Россия и европейский романтический герой | страница 9
Итак, русский молодой человек, созданный по образу и подобию европейского романтика, в главе «По поводу мокрого снега» сталкивается с неромантической реальностью российской жизни и решает до конца дней уйти в подполье, то есть созерцательное одиночество. Он пишет «Подполье» через двадцать лет после событий, описанных в «По поводу мокрого снега», пишет умудренный этими событиями, и то, что он теперь говорит, проистекает из прояснившейся ему жизненной позиции – единственно возможной, по его мнению, для «умного человека девятнадцатого столетия». Он не называет этого человека «русским умным человеком девятнадцатого столетия», но о ком еще он может говорить? Он говорит, что такой человек должен быть «бесхарактерным», имея в виду бездеятельным, а деятельного человека «с характером» презрительно называет «существом по преимуществу ограниченным».
«Подполье» – это замечательное философское произведение; в данный момент, однако, мой интерес сосредотачивается не на горьких и иронических прозрениях героя, но на скрытых причинах, которые формируют его угол зрения на человека и мир людей.
Этот угол зрения формируется прежде всего тем, что в своем одиночестве он несчастлив. Мы принимаем его несчастливость за неоспоримый факт и больше не думаем о ней, – и это ошибка.
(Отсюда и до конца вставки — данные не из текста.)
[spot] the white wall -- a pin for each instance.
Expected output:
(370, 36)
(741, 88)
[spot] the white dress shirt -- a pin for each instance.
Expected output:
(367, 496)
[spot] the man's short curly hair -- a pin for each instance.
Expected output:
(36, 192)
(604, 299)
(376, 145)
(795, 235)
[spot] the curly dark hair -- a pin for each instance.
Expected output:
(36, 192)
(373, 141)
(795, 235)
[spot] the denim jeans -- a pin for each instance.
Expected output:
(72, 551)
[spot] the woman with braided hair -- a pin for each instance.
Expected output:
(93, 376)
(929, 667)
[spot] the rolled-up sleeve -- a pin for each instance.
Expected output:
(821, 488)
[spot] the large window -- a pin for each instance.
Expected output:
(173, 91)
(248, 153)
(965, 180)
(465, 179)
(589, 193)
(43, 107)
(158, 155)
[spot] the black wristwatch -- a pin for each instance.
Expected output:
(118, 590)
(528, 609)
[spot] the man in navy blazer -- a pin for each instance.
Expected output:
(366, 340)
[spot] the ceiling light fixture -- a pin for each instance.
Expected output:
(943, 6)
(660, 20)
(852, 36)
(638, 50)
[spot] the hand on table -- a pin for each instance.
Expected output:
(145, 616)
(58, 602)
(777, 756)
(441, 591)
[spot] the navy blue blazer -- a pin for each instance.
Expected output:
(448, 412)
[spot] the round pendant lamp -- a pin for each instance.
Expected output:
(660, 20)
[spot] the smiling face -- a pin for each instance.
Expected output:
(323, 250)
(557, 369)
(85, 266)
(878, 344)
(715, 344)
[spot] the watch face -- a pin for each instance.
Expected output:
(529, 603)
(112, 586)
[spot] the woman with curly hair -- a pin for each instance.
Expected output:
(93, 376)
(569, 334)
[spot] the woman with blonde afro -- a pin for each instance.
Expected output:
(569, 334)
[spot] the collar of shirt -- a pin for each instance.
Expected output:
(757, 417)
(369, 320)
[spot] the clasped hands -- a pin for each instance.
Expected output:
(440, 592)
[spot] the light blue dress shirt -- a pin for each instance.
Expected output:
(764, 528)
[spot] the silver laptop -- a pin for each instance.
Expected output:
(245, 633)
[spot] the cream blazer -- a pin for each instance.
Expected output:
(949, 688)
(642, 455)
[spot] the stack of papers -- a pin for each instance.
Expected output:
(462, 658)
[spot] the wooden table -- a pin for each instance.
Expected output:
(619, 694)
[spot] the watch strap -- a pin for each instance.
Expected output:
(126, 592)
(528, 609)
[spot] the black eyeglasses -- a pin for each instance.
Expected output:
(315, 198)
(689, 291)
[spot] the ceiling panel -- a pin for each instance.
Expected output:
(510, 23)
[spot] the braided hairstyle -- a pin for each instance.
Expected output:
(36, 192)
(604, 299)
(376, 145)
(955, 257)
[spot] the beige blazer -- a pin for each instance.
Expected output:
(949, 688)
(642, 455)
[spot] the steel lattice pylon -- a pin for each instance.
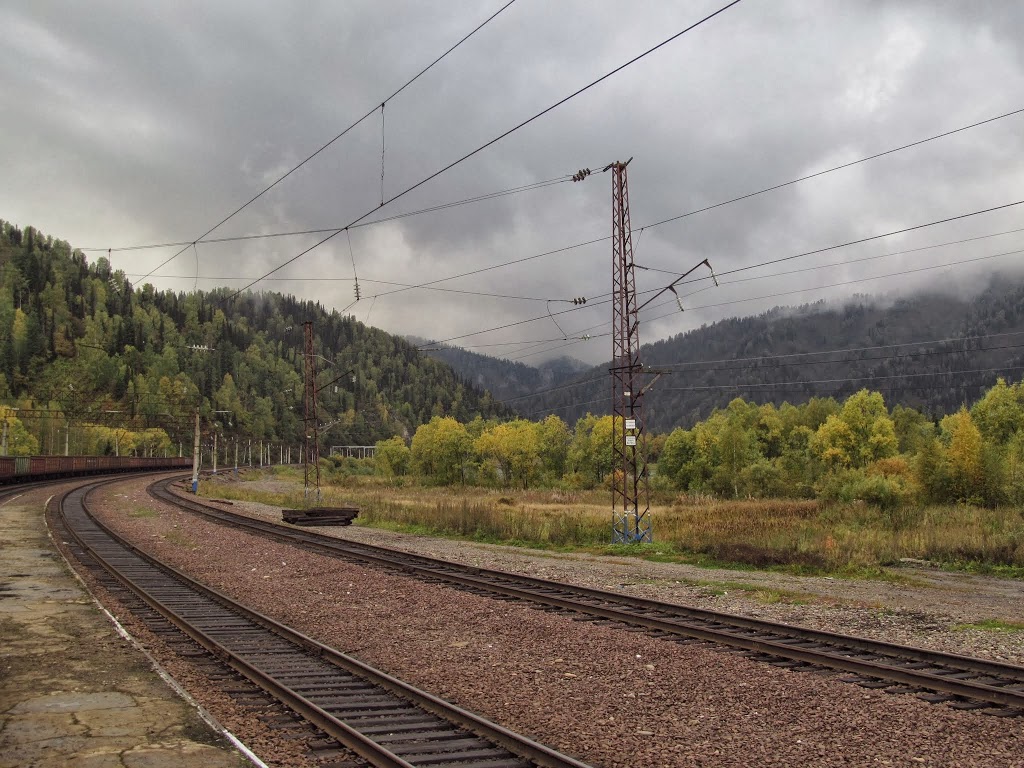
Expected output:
(309, 426)
(630, 506)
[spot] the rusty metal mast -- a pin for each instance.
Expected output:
(309, 426)
(630, 505)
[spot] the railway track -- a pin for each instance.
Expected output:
(962, 682)
(379, 718)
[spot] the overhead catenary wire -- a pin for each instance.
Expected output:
(585, 243)
(901, 272)
(322, 230)
(797, 390)
(722, 363)
(765, 263)
(340, 135)
(495, 140)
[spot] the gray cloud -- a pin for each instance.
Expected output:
(129, 123)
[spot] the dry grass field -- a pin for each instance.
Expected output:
(796, 536)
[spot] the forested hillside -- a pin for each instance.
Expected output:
(505, 380)
(823, 350)
(80, 344)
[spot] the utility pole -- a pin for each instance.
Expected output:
(196, 457)
(309, 416)
(630, 501)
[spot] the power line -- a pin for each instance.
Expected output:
(795, 271)
(837, 381)
(683, 215)
(721, 364)
(850, 243)
(801, 389)
(766, 263)
(296, 232)
(325, 146)
(760, 358)
(840, 284)
(495, 140)
(836, 168)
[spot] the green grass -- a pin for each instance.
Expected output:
(798, 537)
(992, 625)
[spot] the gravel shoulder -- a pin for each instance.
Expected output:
(611, 696)
(920, 606)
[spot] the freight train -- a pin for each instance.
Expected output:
(23, 468)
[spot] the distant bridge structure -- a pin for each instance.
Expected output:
(354, 452)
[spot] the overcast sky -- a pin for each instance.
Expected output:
(128, 123)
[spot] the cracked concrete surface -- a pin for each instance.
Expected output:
(73, 692)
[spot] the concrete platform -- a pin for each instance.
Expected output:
(73, 692)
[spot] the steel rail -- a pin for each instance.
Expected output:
(999, 683)
(132, 558)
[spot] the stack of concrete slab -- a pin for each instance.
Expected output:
(321, 515)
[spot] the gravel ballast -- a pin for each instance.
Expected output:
(610, 696)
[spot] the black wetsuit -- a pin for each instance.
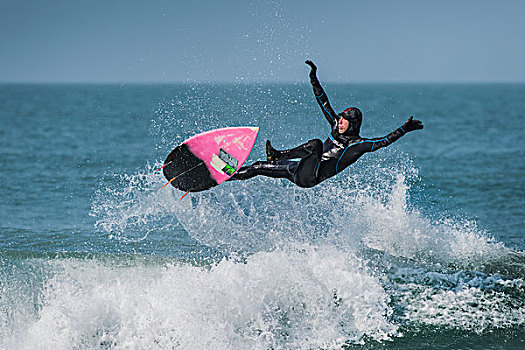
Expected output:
(320, 161)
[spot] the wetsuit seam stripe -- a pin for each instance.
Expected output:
(347, 147)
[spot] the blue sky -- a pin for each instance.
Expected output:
(227, 40)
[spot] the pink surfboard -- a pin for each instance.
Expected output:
(210, 158)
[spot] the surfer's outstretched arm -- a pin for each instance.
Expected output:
(321, 97)
(380, 142)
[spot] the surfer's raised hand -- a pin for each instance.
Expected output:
(412, 124)
(313, 66)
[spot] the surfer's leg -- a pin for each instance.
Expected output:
(306, 173)
(278, 171)
(301, 151)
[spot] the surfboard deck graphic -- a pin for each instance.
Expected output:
(210, 158)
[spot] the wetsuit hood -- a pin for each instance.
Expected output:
(354, 117)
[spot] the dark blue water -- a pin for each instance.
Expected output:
(418, 245)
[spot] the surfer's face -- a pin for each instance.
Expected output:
(343, 124)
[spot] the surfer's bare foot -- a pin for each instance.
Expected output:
(272, 155)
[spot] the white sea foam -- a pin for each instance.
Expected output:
(304, 283)
(302, 297)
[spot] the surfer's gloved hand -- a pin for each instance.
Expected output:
(313, 72)
(412, 124)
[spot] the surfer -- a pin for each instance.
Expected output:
(318, 161)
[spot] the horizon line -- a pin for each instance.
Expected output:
(246, 82)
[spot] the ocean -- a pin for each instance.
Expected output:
(417, 246)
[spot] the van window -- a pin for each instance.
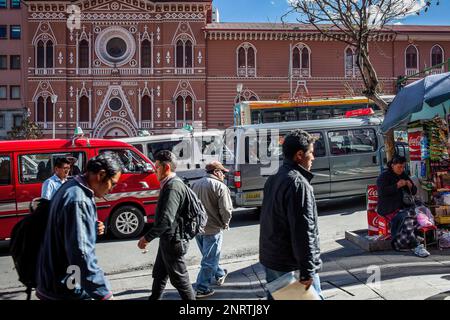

Нам известно, как много людей уходили и уходят по разным мотивам в уединение и совсем не жалеют об этом; напротив, уединившись и погрузившись в миросозерцание, то ли религиозное, то ли философское, они только тогда и обретают душевное и духовное спокойствие. Но дело в том, что, хотя подпольный человек замечательно умен, он по своей изначальной натуре не созерцатель на восточный лад, но активный романтик на лад западный. Только у него не вышло быть активным романтиком, и в этом его трагедия.
Нет, его трагедия коренится глубже, точней в другом. Про то, что у него не вышло быть активным романтиком, он знает, а про другое – нет. То есть не то что не знает, но не хочет знать, потому что если бы узнал (признался себе), то не смог бы жить.
Вот как сам писатель Достоевский. При всем его национализме, при всех его антиевропейских выкриках, при всем его понимании, насколько Европа – это что-то одно, а Россия – это что-то другое, Достоевский все равно не мог допустить последний вывод, который слишком ударил бы по нему и его сокровенным надеждам. Достоевский – вне всех своих идеологических пристрастий – хранил надежду на конечное торжество человеческой общности, целостности (может быть, и потому, что сам был так разодран внутри себя). Достоевский не любил Петра, но однажды записал, что Петр оправдал свою миссию тем, что, открыв Россию Западу, послужил делу всеобщности. Конечная всеобщность России с Европой была идеей жизни Достоевского, и если бы он допустил себя дойти до мысли, что, как он непрерывно изображал, такая «либеральная» идея химерична, он не смог бы жить. Я не говорю, что он покончил бы с собой, такие вещи никто не имеет права предполагать, но – просто потерял бы желание жить, свернулись бы, усохнув, те самые «клейкие листочки», которые помогают нам держаться за нить жизни, вот и все.